На Рождество тысяча девятьсот восьмидесятого года Эйлин подарила Эду видеомагнитофон. Они вместе пошли в магазин смотреть разные модели, но, увидев цены — около тысячи долларов, — Эд решил, что вполне обойдутся и так. А Эйлин не для того всю жизнь пахала как проклятая, чтобы потом сидеть на этих деньгах, отказывая себе во всем. Сейчас она работала главной медсестрой в больнице Святого Лаврентия в Бронксвилле и получала вполне приличную зарплату. Видеомагнитофон — идеальный подарок для Эда, он же обожает старое кино. Эйлин с августа начала откладывать деньги.
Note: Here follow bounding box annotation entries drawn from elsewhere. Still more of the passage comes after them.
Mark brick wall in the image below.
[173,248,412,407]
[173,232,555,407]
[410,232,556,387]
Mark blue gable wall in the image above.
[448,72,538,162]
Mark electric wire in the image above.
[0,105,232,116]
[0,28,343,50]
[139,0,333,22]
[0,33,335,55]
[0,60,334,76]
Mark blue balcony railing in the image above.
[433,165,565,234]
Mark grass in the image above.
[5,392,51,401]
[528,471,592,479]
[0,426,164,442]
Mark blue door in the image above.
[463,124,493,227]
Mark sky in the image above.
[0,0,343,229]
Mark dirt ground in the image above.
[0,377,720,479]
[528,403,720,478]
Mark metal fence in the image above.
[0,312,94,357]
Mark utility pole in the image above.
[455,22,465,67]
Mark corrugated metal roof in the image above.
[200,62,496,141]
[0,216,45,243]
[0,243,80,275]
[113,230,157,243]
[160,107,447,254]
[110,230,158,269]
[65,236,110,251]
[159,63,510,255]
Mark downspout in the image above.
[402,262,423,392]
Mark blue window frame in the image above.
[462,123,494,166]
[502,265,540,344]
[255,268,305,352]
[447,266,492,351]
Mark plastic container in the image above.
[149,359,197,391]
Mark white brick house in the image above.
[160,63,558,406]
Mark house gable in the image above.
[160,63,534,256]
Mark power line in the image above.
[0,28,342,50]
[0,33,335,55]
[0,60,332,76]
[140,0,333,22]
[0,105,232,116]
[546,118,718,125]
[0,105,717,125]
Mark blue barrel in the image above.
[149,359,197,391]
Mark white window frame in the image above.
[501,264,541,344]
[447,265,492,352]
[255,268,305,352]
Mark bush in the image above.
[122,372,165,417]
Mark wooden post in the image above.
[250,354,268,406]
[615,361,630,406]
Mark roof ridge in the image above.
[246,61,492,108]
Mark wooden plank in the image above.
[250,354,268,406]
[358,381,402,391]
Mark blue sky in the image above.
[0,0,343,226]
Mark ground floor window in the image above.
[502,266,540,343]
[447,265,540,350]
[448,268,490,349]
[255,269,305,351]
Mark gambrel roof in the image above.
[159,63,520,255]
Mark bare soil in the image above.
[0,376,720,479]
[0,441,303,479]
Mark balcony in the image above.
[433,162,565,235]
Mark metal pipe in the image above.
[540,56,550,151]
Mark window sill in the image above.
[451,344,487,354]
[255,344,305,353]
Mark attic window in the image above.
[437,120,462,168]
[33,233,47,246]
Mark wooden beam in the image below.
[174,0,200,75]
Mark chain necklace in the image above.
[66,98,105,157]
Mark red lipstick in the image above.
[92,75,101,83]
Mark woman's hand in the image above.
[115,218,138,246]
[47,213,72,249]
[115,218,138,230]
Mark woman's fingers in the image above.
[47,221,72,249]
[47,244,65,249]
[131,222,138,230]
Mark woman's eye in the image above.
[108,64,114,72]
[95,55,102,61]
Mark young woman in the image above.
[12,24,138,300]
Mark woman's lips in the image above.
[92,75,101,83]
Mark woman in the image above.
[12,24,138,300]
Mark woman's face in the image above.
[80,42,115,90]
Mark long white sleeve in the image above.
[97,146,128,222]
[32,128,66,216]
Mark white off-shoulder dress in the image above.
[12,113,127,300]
Развернув подарочную бумагу, Эд в первую минуту ужаснулся, будто перед ним сокровище, похищенное из древней гробницы и способное навлечь проклятие на их головы.
— Как ты могла?! — заорал он, не стесняясь присутствием трехлетнего сына. — Как только додумалась?
Несколько дней спустя, выйдя из душа, Эйлин увидела, как он, присев на корточки, заправляет кассету в видеомагнитофон. Эйлин иронически посмотрела на него.